Nella campagna elettorale di queste ore le grida e i toni sovreccitati – com'è accaduto anche in altri tempi non felici – oscurano la pacata ragionevolezza di chi comprende come sia in gioco un business delicatissimo, vincolato a variabili planetarie, ben oltre l'ombelico della propria linea produttiva e del proprio capannone. È auspicabile che, se prevarranno i «sì», la Cgil di Susanna Camusso riesca a ricondurre anche i propri metalmeccanici alle nuove compatibilità degli accordi, unica strada per continuare le produzioni in Italia.
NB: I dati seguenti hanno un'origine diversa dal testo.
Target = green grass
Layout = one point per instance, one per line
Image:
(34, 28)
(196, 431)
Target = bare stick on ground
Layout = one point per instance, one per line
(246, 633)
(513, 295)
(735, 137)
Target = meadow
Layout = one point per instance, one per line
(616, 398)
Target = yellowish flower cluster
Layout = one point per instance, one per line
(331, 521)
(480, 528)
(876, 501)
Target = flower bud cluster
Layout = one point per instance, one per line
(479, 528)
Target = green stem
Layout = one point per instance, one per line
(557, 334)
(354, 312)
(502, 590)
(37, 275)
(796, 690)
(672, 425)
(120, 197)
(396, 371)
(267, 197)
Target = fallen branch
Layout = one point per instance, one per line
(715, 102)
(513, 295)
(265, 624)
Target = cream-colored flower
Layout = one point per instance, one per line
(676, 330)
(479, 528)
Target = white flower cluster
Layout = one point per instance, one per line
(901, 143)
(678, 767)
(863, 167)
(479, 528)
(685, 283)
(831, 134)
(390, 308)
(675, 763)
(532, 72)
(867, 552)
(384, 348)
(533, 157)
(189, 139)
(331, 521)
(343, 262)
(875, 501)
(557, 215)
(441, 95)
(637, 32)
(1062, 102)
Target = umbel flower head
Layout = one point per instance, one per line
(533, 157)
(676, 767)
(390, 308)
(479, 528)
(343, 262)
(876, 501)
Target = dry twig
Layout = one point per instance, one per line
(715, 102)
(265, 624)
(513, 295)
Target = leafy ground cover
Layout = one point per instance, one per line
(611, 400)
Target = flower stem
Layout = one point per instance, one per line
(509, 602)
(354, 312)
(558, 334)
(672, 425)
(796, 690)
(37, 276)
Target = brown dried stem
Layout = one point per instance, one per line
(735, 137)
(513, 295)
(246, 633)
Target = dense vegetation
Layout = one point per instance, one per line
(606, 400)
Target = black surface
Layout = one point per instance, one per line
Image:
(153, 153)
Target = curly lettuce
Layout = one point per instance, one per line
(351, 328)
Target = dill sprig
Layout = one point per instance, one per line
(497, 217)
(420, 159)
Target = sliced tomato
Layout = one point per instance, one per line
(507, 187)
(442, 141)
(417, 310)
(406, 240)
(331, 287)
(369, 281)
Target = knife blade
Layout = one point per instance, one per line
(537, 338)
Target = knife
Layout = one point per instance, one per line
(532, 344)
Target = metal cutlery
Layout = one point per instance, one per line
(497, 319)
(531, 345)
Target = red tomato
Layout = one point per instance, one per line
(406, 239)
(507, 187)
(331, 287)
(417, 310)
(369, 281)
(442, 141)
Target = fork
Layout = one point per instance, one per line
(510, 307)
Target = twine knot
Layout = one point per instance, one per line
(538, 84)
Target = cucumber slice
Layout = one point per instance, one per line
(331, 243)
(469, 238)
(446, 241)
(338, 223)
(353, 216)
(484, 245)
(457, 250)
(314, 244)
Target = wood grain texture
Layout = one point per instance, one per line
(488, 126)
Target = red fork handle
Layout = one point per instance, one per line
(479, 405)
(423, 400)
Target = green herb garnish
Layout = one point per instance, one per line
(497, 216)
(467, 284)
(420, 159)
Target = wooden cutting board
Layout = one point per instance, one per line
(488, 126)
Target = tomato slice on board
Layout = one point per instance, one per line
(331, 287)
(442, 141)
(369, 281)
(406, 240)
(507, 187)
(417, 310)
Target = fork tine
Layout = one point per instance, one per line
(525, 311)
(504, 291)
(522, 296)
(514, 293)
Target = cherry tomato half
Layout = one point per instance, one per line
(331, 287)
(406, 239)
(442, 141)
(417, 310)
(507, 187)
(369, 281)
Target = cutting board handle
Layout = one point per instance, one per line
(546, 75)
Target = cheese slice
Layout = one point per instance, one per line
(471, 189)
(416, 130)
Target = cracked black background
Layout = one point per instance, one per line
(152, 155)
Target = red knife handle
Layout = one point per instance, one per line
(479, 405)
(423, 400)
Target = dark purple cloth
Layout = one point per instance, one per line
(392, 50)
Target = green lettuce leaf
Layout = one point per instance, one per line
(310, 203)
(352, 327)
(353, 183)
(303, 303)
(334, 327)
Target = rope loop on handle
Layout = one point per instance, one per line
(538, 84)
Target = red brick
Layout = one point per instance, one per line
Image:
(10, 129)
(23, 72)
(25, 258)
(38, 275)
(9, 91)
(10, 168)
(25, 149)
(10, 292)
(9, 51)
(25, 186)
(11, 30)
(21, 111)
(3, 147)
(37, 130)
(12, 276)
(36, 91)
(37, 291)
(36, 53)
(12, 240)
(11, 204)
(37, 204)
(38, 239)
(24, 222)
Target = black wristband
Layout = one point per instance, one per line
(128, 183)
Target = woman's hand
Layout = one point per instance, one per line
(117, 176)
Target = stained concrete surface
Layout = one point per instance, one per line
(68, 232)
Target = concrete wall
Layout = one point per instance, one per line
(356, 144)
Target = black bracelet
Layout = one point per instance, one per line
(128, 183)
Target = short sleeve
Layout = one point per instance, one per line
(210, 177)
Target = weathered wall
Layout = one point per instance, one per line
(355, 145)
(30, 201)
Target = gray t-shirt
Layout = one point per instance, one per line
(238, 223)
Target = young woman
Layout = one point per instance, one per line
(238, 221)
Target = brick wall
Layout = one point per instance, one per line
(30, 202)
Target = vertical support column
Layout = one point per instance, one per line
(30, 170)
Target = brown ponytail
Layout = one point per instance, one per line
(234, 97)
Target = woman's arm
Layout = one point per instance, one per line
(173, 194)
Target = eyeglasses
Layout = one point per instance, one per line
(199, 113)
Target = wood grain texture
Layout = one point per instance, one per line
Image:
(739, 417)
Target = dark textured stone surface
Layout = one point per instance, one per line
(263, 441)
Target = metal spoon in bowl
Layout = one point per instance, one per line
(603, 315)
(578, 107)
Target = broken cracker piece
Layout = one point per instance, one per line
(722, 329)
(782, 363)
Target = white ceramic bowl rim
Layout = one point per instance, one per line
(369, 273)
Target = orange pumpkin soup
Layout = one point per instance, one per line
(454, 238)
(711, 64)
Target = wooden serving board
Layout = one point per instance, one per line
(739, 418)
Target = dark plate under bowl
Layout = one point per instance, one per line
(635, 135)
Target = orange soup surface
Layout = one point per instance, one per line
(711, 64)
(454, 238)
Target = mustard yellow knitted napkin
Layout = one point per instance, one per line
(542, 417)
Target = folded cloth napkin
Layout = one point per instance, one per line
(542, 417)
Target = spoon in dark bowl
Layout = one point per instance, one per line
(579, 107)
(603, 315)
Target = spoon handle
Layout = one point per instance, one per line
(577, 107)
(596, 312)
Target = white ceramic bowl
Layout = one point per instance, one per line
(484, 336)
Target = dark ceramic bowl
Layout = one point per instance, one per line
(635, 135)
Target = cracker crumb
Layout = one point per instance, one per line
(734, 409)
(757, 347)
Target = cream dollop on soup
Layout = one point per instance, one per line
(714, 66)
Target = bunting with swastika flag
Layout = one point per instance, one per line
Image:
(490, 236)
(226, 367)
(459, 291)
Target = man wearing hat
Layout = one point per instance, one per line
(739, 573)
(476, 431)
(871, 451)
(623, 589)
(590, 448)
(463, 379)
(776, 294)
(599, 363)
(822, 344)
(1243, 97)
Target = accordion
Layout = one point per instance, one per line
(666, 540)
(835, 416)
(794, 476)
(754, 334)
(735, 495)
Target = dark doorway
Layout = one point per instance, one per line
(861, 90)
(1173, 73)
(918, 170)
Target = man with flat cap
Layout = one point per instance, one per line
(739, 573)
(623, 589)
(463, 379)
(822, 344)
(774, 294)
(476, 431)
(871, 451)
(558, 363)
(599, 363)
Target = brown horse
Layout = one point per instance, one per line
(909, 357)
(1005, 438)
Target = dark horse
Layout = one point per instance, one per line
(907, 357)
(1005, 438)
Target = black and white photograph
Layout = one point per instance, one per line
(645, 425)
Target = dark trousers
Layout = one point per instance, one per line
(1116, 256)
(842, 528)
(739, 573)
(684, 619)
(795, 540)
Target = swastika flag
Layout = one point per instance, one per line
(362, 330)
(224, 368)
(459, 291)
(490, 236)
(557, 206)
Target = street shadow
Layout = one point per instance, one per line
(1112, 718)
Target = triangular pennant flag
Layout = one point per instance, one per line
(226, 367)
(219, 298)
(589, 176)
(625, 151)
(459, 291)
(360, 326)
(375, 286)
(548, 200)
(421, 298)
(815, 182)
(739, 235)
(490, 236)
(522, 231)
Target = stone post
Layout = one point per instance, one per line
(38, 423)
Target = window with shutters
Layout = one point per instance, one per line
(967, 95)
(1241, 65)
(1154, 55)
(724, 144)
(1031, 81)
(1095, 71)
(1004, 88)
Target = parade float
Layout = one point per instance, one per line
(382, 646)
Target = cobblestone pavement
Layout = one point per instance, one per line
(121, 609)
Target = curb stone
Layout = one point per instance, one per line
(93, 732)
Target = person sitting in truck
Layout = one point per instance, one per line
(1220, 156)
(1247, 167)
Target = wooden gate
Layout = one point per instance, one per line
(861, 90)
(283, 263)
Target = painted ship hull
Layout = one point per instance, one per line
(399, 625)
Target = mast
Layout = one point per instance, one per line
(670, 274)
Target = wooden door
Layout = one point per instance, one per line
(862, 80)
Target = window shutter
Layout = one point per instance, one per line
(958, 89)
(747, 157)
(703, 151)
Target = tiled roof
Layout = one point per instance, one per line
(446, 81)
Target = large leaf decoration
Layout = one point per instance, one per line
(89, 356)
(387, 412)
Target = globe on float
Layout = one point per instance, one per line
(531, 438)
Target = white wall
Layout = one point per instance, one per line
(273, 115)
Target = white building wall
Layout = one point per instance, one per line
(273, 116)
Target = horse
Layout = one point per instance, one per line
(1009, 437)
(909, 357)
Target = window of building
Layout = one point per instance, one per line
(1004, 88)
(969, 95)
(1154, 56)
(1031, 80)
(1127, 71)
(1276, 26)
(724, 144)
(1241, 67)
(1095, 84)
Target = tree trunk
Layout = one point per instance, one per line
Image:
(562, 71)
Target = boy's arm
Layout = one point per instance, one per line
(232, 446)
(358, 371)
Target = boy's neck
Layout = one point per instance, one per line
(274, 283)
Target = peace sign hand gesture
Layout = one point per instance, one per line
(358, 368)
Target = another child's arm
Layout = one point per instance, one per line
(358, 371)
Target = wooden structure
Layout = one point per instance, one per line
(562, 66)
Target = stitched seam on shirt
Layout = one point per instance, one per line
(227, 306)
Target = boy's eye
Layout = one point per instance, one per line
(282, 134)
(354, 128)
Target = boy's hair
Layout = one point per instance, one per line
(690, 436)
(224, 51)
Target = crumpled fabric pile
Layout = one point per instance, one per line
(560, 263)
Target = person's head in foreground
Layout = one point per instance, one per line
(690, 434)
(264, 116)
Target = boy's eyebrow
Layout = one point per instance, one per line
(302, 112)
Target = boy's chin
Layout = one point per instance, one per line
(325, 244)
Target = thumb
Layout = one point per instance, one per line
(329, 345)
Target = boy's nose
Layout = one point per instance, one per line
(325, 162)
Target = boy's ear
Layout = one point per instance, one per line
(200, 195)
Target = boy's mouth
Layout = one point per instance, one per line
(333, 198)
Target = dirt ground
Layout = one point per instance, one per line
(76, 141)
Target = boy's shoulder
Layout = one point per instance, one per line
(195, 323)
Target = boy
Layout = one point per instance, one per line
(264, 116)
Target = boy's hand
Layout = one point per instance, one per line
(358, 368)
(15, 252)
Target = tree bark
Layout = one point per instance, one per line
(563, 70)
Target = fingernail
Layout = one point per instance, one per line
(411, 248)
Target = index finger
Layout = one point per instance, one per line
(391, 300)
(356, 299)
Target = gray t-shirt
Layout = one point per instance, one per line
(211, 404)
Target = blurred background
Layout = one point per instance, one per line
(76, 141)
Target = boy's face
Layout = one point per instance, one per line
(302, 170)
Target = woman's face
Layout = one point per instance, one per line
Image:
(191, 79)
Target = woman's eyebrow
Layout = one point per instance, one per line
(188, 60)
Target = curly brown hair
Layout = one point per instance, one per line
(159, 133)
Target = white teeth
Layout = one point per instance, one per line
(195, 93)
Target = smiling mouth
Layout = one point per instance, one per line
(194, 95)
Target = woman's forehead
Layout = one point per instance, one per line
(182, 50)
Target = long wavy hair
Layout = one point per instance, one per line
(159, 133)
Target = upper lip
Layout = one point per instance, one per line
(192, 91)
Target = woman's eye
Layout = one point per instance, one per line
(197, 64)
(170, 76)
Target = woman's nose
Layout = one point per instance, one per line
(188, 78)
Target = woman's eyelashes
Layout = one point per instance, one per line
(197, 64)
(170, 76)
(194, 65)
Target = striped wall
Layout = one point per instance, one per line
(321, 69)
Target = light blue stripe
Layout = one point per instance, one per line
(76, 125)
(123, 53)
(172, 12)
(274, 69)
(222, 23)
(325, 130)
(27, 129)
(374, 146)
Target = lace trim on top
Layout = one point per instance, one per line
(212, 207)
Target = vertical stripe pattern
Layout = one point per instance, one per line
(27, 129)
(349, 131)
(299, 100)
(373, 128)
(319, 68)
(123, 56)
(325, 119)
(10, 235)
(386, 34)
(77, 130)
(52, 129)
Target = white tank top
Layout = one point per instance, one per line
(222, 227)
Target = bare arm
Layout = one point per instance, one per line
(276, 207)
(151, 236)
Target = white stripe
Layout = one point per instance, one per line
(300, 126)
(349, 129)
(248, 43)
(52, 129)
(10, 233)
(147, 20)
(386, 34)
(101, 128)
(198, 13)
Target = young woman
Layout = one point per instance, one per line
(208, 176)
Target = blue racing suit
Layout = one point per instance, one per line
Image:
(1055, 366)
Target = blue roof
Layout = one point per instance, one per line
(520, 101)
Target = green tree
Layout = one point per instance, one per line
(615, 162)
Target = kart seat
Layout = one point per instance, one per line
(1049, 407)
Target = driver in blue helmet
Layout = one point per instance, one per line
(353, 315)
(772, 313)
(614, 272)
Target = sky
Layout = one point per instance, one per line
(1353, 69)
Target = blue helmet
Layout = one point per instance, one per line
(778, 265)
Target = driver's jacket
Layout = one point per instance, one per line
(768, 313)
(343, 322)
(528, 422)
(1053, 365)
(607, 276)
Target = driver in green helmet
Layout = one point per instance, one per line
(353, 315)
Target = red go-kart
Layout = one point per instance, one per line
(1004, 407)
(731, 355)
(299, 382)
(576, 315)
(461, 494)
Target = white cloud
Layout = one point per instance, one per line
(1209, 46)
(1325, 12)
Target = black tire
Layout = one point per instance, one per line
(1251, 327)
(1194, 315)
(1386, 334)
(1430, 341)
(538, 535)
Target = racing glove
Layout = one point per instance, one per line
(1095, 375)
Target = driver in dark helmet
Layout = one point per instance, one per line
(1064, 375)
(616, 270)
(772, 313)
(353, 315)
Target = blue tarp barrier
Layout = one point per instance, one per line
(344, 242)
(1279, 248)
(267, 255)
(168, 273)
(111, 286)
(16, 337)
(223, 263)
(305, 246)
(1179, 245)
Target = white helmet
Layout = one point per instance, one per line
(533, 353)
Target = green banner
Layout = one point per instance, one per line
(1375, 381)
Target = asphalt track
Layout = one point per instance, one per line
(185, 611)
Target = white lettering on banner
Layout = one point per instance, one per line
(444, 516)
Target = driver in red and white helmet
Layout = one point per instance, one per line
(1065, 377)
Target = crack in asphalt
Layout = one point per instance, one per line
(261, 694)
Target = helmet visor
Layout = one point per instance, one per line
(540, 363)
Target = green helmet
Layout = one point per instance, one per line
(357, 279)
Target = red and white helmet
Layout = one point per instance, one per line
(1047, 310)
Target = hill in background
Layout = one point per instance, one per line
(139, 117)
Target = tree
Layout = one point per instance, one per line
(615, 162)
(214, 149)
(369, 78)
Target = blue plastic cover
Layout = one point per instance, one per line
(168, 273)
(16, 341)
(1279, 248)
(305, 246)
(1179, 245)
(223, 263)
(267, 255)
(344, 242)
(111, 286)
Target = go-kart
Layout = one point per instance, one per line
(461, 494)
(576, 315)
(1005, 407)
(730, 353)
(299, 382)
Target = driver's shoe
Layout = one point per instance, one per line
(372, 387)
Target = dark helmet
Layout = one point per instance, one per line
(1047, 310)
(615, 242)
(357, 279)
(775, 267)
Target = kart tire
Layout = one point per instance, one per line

È auspicabile anche che si inauguri, nel primo gruppo multinazionale del nostro paese, una nuova stagione di confronto tra chi ha delega a rappresentare gli azionisti e chi invece i lavoratori.
È la rotta che traccia oggi King da Oltreoceano, ma era il sogno di Luigi Einaudi: arrivare a comporre la «contesa tra capitale e lavoro» in una dialettica virtuosa che «sostituisca il concetto di conquista sull'avversario con quello della risoluzione di un problema di interesse comune». Era perfino il tema del primo discorso, da politico in erba, di Winston Churchill che voleva, da conservatore, la condivisione dei risultati d'impresa tra capitalisti e lavoratori ««sperando molto di più nella marea montante della democrazia tory che non dal canale prosciugato del radicalismo».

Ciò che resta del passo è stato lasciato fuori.